Peppers are a member of the Solanaceae (nightshade) family. Pretty much every plant in this family has toxic foliage. This includes deadly nightshade, potatoes, tomatoes & peppers. The concentration isn't that high in most plants so you would need to eat a bunch to get sick. Though quite rare the most common deaths occur from people eating a lot of green potatoes over a period of time.
 
http://en.wikipedia.org/wiki/Solanaceae
 
http://en.wikipedia.org/wiki/Solanine
 
What they said!
 
To reduce bitterness you can add a small amount of salt, it works better than sugar or acid. The other thing than can help is adding a tiny bit of baking soda (not baking powder).
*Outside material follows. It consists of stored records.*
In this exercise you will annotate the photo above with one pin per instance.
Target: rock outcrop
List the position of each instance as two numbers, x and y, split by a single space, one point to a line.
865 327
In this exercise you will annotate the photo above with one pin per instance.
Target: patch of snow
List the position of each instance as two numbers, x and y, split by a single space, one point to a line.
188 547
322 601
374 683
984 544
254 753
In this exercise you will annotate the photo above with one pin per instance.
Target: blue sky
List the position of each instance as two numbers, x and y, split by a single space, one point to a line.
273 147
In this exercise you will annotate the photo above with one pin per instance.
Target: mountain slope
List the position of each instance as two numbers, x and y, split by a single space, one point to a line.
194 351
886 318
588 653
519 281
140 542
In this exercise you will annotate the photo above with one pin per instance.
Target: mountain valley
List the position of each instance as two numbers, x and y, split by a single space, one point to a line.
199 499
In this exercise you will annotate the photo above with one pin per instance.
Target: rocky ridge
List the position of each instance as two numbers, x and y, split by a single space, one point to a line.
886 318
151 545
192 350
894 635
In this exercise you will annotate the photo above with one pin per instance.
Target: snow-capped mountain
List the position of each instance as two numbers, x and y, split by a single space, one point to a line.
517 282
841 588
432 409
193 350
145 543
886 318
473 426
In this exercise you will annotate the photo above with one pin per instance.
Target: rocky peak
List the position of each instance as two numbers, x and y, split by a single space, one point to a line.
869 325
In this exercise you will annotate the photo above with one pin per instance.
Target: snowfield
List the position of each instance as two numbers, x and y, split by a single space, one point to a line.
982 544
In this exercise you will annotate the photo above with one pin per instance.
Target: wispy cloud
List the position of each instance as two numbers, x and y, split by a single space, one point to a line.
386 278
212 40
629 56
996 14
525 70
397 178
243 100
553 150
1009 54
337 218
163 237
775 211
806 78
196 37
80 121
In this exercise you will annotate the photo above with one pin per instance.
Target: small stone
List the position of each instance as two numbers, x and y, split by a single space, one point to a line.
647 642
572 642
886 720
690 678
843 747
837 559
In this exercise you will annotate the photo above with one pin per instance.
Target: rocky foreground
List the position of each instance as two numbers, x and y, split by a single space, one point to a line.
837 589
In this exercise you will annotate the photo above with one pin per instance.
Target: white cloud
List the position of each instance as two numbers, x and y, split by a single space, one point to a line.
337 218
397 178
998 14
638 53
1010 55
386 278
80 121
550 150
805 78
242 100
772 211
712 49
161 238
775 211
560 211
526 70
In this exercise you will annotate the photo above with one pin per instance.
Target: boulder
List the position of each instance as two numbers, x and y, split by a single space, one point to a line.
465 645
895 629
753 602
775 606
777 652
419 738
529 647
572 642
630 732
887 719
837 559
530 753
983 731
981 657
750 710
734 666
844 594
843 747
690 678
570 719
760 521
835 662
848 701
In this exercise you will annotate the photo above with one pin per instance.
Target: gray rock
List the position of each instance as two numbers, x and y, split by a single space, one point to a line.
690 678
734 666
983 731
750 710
Try both in a small amount of your sauce and see if either can help you.
 
+1 on what everyone else already wrote, but I also think that you're using the wrong pepper if you want absolutely no bitterness.  Fresnos are a tiny bit bitter.
 
Yes the seeds can also add bitterness especially if cut into, but 10 minutes is not a long time to simmer at all, I usually do it for over a half hour (with different peppers) unless the peppers were roasted beforehand.